What can executives learn from the HomeDepot Lawsuit

 

In the wake of a computer worm attack on Home Depot in which 56 million customers’ credit card information was stolen, class action lawsuits have been filed in several provinces and states. In Ontario, IT consultant Steven Lozanski is leading a lawsuit against Home Depot for failing to adequately secure plaintiffs’ financial information. The lawsuit alleges that Home Depot’s methods of protecting confidential information did not adhere to acceptable industry standards. The class action is seeking $500 million in general damages.

There is particular significance to the $500M Lozanski  Home Depot lawsuit

If this lawsuit is successful, it could have significant implications for corporations. Fines for privacy law violations are usually tens of thousands of dollars, at most. The fines in themselves are far less of a deterrent than the prospect of damage to reputation. If Lozanski is successful in obtaining millions of dollars in damages, the stakes for corporations will be raised substantially.
To my knowledge,

this is the first lawsuit in Ontario that raises the question of corporations’ obligation to implement adequate computer security to protect customer information.

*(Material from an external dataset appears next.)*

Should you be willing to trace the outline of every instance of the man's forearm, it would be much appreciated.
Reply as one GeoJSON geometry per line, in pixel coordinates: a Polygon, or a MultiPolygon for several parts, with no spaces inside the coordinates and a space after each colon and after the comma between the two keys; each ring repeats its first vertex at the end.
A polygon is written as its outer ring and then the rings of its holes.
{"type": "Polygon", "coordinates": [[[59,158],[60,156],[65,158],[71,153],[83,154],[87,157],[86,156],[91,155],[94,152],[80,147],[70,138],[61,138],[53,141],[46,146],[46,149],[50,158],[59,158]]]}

The case rests on an allegation of negligence, asserting that Home Depot ought to have known that the encryption of their computer systems was inadequate, that their computer personnel lacked necessary skills, education and training in computer and data security, and that Home Depot “could and should have” employed an outside, secure computer payment service. If Lozanski’s allegation of negligence is upheld, corporate executives should take note – the consequences of privacy breaches could be getting a lot more serious for them.